Wednesday, August 31, 2011

asynchonous execution for databases, using places

I added asynchronous execution to my database library yesterday using Racket's places. The coding part took about an afternoon and part of an evening. The new code is a bit less than 300 lines, most of which is boring serialization and deserialization code, some of which will go away soon.

My database library contains two wire-protocol connection implementations (for PostgreSQL and MySQL) and two FFI-based connection implementations (for SQLite and ODBC). The wire-protocol implementations are more work, but they just use I/O ports, and Racket handles I/O pretty well. On the other hand, the entire Racket VM stops during an FFI call, because Racket threads are green threads.

Having all threads stop execution for FFI calls isn't much of a problem if the FFI calls are all short. If the FFI call is "execute this SQL statement," on the other hand, that can cause serious problems with responsiveness. (Of course, it still depends on how long the SQL statement in question takes to execute.)

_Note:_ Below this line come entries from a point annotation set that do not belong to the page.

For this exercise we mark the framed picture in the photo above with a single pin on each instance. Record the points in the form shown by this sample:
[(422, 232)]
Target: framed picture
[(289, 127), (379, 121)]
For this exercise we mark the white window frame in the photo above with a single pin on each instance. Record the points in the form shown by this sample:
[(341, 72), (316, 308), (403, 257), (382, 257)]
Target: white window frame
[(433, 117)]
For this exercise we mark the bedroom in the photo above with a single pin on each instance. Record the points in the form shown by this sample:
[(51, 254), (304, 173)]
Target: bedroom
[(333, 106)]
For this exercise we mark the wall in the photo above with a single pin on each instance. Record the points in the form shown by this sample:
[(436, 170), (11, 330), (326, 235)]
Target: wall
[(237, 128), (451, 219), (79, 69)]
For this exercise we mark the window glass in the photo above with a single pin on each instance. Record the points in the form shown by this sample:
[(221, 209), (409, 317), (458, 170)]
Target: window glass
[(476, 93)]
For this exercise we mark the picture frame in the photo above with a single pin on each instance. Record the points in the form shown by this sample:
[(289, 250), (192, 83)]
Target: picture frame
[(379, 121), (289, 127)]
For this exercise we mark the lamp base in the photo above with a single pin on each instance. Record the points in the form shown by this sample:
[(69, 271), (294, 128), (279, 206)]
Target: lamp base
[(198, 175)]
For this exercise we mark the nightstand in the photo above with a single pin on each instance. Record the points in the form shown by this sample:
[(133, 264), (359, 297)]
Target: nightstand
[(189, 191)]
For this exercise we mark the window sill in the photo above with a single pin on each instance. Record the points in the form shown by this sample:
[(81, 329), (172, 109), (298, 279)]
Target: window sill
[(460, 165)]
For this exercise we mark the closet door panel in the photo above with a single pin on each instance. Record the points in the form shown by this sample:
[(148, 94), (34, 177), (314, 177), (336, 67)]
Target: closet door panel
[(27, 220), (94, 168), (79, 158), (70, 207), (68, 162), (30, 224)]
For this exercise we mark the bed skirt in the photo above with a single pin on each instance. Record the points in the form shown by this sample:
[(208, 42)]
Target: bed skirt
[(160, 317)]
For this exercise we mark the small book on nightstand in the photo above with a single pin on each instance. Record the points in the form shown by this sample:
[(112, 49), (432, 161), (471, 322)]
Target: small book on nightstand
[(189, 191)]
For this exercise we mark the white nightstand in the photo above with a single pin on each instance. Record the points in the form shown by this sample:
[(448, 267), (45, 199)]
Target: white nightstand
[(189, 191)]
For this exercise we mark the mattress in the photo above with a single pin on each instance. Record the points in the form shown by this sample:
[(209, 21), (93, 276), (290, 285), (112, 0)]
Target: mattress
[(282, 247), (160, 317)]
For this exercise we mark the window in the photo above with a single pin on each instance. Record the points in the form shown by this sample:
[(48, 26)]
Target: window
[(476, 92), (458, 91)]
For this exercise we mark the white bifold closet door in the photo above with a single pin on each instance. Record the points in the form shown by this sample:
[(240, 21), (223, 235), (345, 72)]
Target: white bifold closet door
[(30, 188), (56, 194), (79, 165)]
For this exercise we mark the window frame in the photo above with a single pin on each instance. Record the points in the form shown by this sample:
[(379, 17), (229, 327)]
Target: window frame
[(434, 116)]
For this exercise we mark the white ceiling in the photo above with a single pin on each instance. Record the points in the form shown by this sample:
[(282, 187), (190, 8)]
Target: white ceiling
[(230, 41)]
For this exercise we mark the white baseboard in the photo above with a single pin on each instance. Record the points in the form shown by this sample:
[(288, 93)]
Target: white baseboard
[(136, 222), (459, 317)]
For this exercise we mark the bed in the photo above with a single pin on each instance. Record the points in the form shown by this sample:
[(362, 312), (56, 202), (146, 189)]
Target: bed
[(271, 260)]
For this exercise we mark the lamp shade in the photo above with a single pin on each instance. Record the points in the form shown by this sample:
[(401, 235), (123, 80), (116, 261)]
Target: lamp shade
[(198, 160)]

ODBC provides the ability to execute some operations asynchronously—in theory. In practice, of all the drivers I had available on my development machines, only the DB2 driver actually supported asynchronous execution. Furthermore, the way one performs an asynchronous call—repeatedly calling a function with identical arguments until it returns something different—plays poorly with GC'd languages, where keeping memory locations identical from call to call requires more effort than it does in, say, C. In short, ODBC's asynchronous execution doesn't solve the interactivity problem.

Racket actually has multiple kinds of concurrency. In addition to (green) threads, Racket also has "futures" (true concurrency if it's not too much trouble, everything shared) and "places" (true concurrency for sure, almost nothing shared, message passing). You can't send higher-order data (functions, objects, etc) between places (rather, you would have to be clever about it), but database connections traffic in mostly first-order data structures, so it's relatively easy to create a connection proxy that dispatches to a real database connection running in a difference place.

The one exception, the single kind of higher-order data used by connections, is the prepared statement object. But it's possible to proxy those using a hash table and finalizers. (Actually, prepared statements use finalizers already to clean up resources, and the clean-up code is in the connection class, so I didn't even need to create a new prepared statement class.)